Kat -   So tell us a bit more about what you're doing.  I sort of understand it as you do the maths and then the particle accelerator people try and work out if it's right or not.

Ben -   Yeah, it gets a blurred around the edges though.  We both do bits of each other's jobs. That's right, I do a lot of theory and there's a lot of sums.  I try and work out models of the early universe to explain facts about the universe that you see today and then most importantly, to work out ways of testing these theories by looking at the data coming out of the experiments.

Kat -   So this is working out what you should see if you smash two particles together?

Ben -   If the theory is right, yeah.

Chris -   So why do you want to smash things together?  How does that actually help?

Ben -   Because we can't actually see with the naked eye or even with a microscope we can't actually see these particles.  They're much too small so the only way to probe them at all is to have something very high in energy that breaks them apart and you can see what they decay into, for instance.  You can get a picture of what happens after those collisions.  That's the only way you have, really, of probing them.

Chris -   What's new about the large hadron collider?  What have we done in the past and how does this differ?

Ben -   Plenty of different collisions have been happening in the past and basically the energy gets higher and higher and higher every time.  In Einstein's equation E=MC2, if you're got more energy you can make heavier particles.  So particles that were previously undiscovered, when you pass an energy threshold, all of a sudden you'll be able to produce them.  That's what's hoped particularly for the Higgs boson hypothetical particle that's hoped will show up there.

Chris -   So up until now people have been slamming things together the same way as they will do in the LHC but now they're gonna be able to do it even more powerfully?

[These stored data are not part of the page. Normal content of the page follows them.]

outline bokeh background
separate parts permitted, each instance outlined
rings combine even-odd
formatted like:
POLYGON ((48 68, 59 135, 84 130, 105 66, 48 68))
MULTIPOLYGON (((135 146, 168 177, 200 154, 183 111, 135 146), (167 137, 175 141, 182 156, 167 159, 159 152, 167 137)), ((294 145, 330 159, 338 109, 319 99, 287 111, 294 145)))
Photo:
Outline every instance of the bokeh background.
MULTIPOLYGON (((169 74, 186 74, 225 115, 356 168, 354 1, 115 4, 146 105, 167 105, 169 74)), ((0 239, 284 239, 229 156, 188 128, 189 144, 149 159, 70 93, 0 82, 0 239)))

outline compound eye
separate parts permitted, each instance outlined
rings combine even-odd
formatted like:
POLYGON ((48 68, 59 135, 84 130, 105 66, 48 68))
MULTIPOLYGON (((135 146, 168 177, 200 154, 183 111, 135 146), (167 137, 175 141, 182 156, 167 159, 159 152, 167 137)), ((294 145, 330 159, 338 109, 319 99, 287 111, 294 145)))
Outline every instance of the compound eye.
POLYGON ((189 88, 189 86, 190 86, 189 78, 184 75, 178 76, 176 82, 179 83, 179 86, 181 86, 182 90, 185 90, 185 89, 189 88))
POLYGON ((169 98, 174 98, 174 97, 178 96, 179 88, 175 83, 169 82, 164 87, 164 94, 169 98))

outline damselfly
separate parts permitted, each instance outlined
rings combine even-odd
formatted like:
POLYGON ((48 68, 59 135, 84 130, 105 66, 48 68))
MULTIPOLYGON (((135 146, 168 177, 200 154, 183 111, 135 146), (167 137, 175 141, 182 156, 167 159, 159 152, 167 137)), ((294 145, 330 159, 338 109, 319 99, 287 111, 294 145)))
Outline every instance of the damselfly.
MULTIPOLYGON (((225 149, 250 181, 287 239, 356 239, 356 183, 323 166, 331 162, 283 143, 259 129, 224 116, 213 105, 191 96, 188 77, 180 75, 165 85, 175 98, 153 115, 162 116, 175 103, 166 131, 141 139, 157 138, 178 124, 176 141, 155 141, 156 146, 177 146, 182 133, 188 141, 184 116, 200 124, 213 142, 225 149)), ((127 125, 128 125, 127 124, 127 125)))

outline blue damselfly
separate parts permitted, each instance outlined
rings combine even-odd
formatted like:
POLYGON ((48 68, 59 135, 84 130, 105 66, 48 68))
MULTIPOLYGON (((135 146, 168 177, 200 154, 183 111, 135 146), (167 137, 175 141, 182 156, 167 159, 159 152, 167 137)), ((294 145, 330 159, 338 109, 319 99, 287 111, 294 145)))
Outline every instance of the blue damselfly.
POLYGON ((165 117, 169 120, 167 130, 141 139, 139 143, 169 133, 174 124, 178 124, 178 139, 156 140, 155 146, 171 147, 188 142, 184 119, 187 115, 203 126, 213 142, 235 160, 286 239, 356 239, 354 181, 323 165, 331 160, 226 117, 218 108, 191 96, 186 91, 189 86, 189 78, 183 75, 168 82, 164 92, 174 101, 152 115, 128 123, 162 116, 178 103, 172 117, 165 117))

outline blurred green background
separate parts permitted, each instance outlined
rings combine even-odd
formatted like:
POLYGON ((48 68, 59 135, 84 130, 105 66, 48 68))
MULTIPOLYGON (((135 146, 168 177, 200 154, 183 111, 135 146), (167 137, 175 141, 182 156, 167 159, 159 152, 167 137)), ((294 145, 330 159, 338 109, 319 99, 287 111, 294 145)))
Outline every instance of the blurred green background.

Ben -   Yeah, basically that's right.  The technology's come on a lot and that's why they're able now to do such high energy collisions.

Kat -   Where's this gonna stop?  If we've got this new, exciting, huge particle accelerator, what if you do some sums you'll find some evidence that means you'll have to build an even bigger one to get even higher energies?  Do you think that the LHC would be the answer to everything?

Ben -   Not necessarily.  You might need to build one more, actually.

Kat -   An even bigger one?

Ben -   Well, it won't necessarily be bigger.

Chris -   Don't these things consume energy on the scale of a national grid just for one experiment?

Ben -   It's not as much as that, actually.  It is a lot of power, its 100MW or so.

Chris -   That's about 20% of a reasonable nuclear power station.  So that's quite a lot isn't it?

Ben -   It's a lot of power so you do have to weigh up the cost of these things and decide whether the science you're gonna get out of it is actually worth the cost.  It was decided, and I think rightly, that for the LHC, the answer to that question is yes.  It will be that that decides whether the next one is built.